Tracking the Elusive SOA Platform
ZapThink fears no loaded hype-word, and in this ZapFlash, we take on one of the gnarliest: platform. While there are many definitions of this term, the one that we focus on here is the notion of a runtime execution infrastructure that allows compiled and/or uncompiled code to run. However, this definition is tricky because Service-Oriented Architecture (SOA) is not about the code, but rather the composition of Services into flexible processes. Naturally, there must exist some runtime infrastructure for Services to actually run, only now, we mean something different by the word “run.” SOA, after all, is enterprise architecture that leverages heterogeneity, so an SOA platform would have to be inherently platform-neutral. Furthermore, SOA is more concerned with the Service interface and above (including composition metadata, security policy, and dynamic binding information), more so than what sits beneath the abstraction of the Service interface.
Maybe you picked up on the fundamental paradox in the last paragraph: how can there be a such thing as an SOA platform if platform neutrality is a core requirement for SOA? Does it make any sense for a platform to be platform-neutral? The reason we have a paradox at all is because we’re extending the meaning for the word platform. We defined a platform as a runtime execution infrastructure, but SOA requires a different kind of platform, because runtime execution has different meanings within SOA. As we explained in a previous ZapFlash, the goal of SOA is to enable business users and business process architects to compose Services into processes, and then manage and evolve those processes, in a declarative fashion. Runtime execution of such processes is therefore a metadata-centric operation of a different kind of platform — a Service-oriented composite application platform.
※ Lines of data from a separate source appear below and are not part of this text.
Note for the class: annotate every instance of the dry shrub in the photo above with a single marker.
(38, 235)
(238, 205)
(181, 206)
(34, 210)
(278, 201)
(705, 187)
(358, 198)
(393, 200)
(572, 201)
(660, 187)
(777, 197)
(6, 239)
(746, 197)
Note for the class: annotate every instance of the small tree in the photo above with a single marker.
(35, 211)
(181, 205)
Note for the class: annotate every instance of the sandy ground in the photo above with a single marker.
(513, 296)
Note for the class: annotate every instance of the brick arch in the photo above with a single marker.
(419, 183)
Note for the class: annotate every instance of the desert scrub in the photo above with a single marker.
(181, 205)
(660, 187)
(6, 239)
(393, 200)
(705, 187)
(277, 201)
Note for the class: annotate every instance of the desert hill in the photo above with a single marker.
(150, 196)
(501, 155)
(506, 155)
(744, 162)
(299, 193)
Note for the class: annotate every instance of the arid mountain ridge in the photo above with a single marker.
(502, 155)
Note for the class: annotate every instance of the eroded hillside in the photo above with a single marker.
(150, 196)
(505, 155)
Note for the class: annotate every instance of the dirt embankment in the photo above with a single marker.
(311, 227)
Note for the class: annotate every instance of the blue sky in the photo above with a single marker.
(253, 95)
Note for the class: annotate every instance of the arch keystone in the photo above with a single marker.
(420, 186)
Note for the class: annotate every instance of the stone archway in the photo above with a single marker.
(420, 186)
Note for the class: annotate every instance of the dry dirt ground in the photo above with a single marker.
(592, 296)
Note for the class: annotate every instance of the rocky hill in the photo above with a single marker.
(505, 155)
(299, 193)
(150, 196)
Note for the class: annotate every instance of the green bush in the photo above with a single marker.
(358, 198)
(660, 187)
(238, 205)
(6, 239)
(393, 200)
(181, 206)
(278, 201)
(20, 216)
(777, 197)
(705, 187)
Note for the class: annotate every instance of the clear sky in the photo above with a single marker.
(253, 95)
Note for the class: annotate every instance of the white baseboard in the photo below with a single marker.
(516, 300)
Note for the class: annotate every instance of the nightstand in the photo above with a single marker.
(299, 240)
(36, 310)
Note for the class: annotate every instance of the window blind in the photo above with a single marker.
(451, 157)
Application Infrastructure vs. Service Infrastructure
The confusion over the different senses of the word platform arises from the fact that composite application platforms are a part of the declarative Service infrastructure, while the underlying runtime execution platforms are essentially a part of the programmatic application infrastructure. Composite application platforms essentially abstract the underlying technical implementation details and provide a runtime execution infrastructure for building and running composite applications that are Service-oriented processes.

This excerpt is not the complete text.